Im Falle einer Insolvenzreife besteht zudem die Gefahr des Straftatbestands der Gläubigerbegünstigung. Dieser ist erfüllt, wenn an einen Gläubiger in Zeiten der Zahlungsunfähigkeit gezahlt wird oder Sicherheiten gestellt werden, obwohl dieser keinen Anspruch darauf hat. Dies kann beispielsweise die Zahlung einer nicht fälligen Forderung sein. Die Regelungen des COVInsAG schützen die Geschäftsführung nur, sofern sie während der Zahlungsunfähigkeit Leistungen auf fällige Forderungen hin erbringt. 

Nicht zuletzt besteht auch die Gefahr einer Strafbarkeit wegen Untreue. Hier kommt wieder die Erhaltung des Stammkapitals ins Spiel: Entziehen Entscheidungsträger der Gesellschaft Liquidität ohne rechtfertigenden Grund oder tätigen sie Auszahlungen an Gesellschafter aus dem geschützten Stammkapital, ist eine Strafbarkeit möglich.

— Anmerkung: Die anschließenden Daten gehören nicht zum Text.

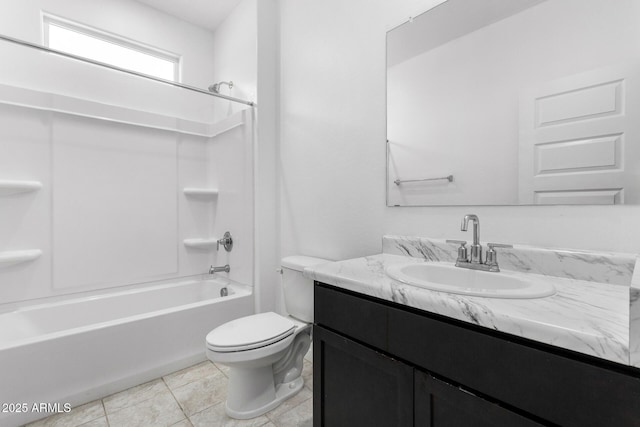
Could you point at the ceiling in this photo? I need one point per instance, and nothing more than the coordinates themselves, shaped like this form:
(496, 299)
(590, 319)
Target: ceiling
(204, 13)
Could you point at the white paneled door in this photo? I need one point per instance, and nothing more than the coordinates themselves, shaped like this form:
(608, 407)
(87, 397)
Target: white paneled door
(579, 143)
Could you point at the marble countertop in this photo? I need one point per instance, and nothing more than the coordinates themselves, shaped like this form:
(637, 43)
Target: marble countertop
(586, 316)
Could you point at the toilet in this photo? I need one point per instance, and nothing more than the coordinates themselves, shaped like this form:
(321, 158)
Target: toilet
(265, 351)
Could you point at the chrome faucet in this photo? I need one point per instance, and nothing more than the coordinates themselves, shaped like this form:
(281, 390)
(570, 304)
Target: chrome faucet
(476, 249)
(225, 268)
(474, 261)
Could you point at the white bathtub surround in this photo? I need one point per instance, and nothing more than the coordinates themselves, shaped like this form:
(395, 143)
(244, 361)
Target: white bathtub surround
(80, 349)
(9, 187)
(585, 315)
(8, 258)
(634, 318)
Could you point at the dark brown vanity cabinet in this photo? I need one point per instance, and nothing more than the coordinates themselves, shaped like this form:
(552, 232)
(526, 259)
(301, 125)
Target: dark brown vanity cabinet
(377, 363)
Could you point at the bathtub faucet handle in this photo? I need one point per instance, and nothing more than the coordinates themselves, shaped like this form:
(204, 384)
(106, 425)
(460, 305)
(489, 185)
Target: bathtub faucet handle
(225, 268)
(226, 241)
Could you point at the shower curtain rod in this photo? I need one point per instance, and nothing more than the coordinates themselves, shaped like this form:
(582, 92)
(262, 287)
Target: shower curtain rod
(113, 67)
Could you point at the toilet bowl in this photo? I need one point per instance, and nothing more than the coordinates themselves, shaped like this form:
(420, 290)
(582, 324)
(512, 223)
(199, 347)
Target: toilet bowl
(265, 351)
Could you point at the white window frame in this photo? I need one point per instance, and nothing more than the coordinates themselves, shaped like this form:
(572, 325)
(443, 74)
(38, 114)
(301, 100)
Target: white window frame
(49, 20)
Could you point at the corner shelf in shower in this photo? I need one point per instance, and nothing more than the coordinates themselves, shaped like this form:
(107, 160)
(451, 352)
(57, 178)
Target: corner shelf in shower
(200, 192)
(200, 243)
(15, 257)
(8, 187)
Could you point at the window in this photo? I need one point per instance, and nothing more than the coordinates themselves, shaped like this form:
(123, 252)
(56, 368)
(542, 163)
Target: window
(96, 45)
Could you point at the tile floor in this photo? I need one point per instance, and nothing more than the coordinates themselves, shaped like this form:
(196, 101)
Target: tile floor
(194, 396)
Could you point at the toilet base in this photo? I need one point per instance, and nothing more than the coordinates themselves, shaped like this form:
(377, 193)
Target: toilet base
(282, 392)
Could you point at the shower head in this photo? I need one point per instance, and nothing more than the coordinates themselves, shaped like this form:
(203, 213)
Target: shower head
(215, 88)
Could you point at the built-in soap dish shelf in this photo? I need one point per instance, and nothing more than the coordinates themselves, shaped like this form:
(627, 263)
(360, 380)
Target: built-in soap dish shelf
(204, 244)
(200, 192)
(8, 187)
(8, 258)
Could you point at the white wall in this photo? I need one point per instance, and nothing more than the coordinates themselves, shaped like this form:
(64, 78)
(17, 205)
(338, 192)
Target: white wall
(472, 131)
(333, 148)
(127, 18)
(235, 57)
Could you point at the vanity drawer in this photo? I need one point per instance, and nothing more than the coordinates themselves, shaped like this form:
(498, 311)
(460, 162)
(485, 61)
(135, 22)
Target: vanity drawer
(554, 387)
(351, 315)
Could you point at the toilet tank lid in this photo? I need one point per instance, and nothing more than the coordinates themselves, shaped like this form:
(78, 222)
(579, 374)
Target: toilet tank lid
(300, 262)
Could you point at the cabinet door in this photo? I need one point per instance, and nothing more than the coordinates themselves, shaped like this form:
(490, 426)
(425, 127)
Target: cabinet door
(354, 385)
(438, 404)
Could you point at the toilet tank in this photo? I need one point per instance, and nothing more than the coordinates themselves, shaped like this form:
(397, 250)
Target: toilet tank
(297, 289)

Auch Investitionen, die bei drohender Insolvenz vorgenommen werden, können den Tatbestand der Untreue erfüllen, wenn sie nicht gerechtfertigt sind. Vor diesem Hintergrund sollte das Management erneut auf eine umfängliche Aufzeichnung achten.

 

Unter dem Strich steht: Corona schützt vor Strafe nicht. Um vorgenommene Maßnahmen später rechtfertigen zu können und um einer Strafbarkeit wegen Betrugs, Untreue und Bankrotts zu entgehen, sollten sie sehr ausführlich dokumentiert und die Finanz- und Liquiditätslage streng und engmaschig kontrolliert werden.